Se lancer, enfin, dans la bataille
Ces cas ne constituent qu’une partie des emplois en péril dans le privé. Il ne faut pas oublier les emplois publics : ainsi, Macron a annoncé la suppression de 120 000 emplois. Dans la santé, les agences régionales de santé font pression pour la réduction des effectifs hospitaliers (comme récemment à la maternité de l’hôpital de Montluçon, où une grève est en cours), tandis que, selon des scénarios du ministère, de 6 % à 11 % des lits d’hôpitaux pourraient être supprimés malgré la croissance de l’activité hospitalière.
Dans son discours d’investiture, Emmanuel Macron a annoncé la couleur : « le travail sera libéré, les entreprises seront soutenues ». Le nouveau gouvernement est en place pour préparer des ordonnances et, plutôt que de mettre en garde les salariéEs, des responsables de FO ou de la CFDT se croient obligés de commenter favorablement le profil et la compétence de la nouvelle ministre de Travail, Muriel Pénicaud...
La mobilisation des salariéEs des entreprises concernées est essentielle, mais les structures syndicales (UL, UD, fédérations, confédérations) doivent populariser ces luttes en mettant notamment l’accent sur l’impact des suppressions directes d’emplois sur les sous-traitants mais aussi sur les ressources des communes, le commerce… Un emploi industriel direct supprimé peut entraîner la perte de 3 ou 4 emplois au total.

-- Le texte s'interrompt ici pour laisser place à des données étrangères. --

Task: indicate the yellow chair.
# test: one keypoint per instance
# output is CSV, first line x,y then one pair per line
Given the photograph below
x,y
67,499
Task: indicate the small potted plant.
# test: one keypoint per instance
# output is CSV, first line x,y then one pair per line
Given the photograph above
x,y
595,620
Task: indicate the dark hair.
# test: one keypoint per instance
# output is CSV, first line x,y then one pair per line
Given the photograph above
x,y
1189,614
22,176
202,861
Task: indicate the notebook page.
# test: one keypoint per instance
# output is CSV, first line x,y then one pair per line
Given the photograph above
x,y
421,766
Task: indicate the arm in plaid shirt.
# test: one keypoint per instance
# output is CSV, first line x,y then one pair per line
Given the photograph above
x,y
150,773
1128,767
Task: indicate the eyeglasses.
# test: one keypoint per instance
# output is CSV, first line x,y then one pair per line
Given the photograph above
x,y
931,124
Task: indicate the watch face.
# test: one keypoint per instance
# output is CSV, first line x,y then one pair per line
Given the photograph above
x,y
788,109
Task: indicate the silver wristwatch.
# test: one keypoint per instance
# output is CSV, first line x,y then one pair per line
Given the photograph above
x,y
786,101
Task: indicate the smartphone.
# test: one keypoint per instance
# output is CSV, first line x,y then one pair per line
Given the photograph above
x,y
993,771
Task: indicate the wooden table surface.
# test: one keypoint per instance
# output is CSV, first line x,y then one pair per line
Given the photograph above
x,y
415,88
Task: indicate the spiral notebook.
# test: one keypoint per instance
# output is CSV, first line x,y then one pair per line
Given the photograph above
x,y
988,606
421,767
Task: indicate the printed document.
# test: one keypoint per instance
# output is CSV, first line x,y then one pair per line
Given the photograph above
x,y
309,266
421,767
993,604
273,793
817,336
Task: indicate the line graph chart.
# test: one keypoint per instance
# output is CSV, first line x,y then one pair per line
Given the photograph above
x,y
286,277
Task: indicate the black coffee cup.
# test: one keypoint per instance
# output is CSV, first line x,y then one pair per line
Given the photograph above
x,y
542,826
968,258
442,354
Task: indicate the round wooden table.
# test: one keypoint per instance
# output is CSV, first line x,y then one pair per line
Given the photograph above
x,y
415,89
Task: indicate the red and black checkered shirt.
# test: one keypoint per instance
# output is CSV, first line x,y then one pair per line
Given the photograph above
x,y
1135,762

Les directions syndicales doivent impulser des rencontres, des initiatives communes, une centralisation de ces luttes, organiser des mobilisations plus larges autour des entreprises menacées (comme cela a été fait à Air France ou à GM&S). Elles devraient, en s’affranchissant pleinement de toute politique de « dialogue social », s’atteler à répondre aux aspirations en construisant une journée interprofessionnelle de grèves et de manifestations qui ne soit pas considérée comme sans lendemain mais comme partie prenante d’une bataille de longue haleine contre les projets de ce gouvernement au service des ploutocrates. L’initiative appelée pour le 19 juin par le Front social pourrait être un relais dans cette direction.